Sabik Pur is a village in the Lakhisarai District of the Indian state of Bihar. Lakhisarai, Barahiya, Sheikhpura, and Jamui are the towns and cities closest to Sabikpur.

== Geography ==
Sabikpur is situated on the banks of the Harohar River, a fork of the Ganges. The river name of the river combines ‘haro' which means "to take away," and 'har,' which means "problems", since this river is reputed to "take away all problems." The river circles the village to the north, west and south. Traditionally, the village doesn't lack of water.

There are five wards in the village of Sabikpur. Lakhisarai is the nearest town, and approximately 5 km away. The village links to Lakhisarai via a solid road.

== Town ==
It is one of the oldest villages in the district.

The village is highly educated; it is home to about 50 doctors, as well as soldiers, engineers, teachers, and lawyers. The village contains 704 houses.

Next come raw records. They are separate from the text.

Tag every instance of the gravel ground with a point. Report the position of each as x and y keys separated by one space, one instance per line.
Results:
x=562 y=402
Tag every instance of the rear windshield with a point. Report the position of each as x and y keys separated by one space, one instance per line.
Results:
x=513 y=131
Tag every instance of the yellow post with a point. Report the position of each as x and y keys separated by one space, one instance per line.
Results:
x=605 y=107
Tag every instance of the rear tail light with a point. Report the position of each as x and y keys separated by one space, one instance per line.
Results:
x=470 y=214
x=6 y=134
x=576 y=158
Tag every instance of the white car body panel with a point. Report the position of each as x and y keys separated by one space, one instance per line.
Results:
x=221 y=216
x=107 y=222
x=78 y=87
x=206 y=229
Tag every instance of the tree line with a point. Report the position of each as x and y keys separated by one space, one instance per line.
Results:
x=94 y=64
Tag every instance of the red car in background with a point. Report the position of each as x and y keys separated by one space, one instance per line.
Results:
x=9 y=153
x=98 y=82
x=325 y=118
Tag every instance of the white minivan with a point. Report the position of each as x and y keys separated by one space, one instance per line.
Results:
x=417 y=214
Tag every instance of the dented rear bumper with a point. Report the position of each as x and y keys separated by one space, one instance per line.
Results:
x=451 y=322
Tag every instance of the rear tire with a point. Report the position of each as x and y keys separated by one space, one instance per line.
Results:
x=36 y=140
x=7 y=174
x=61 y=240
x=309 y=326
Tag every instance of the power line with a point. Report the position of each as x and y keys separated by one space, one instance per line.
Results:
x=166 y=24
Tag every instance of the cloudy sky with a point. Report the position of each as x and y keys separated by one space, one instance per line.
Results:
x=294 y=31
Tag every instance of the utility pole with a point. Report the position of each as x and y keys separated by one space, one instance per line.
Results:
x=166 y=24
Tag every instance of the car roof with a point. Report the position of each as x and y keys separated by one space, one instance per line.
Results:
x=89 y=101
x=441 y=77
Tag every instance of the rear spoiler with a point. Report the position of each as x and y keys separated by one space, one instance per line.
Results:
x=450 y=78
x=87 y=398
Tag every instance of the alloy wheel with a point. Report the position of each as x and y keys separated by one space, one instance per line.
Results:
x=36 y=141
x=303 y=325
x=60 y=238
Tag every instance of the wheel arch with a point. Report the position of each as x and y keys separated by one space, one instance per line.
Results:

Around 100–150 years ago, a saint meditated at the Sadhu Baba temple and left his body there, making it a sacred place. This village also includes a temple sacred to Lord Shiva.

The village lacks signs of development, such as banks and proper healthcare services. During storms, the village has problems with electricity and transportation.

== Agriculture ==
The village has a favorable climate and geographical features, which allow farmers to grow crops like wheat, oilseeds, tomatoes, other types of vegetables, and trees like mango, neem, and bamboo. The main source of irrigation is the Harohar River which surrounds the village from three directions.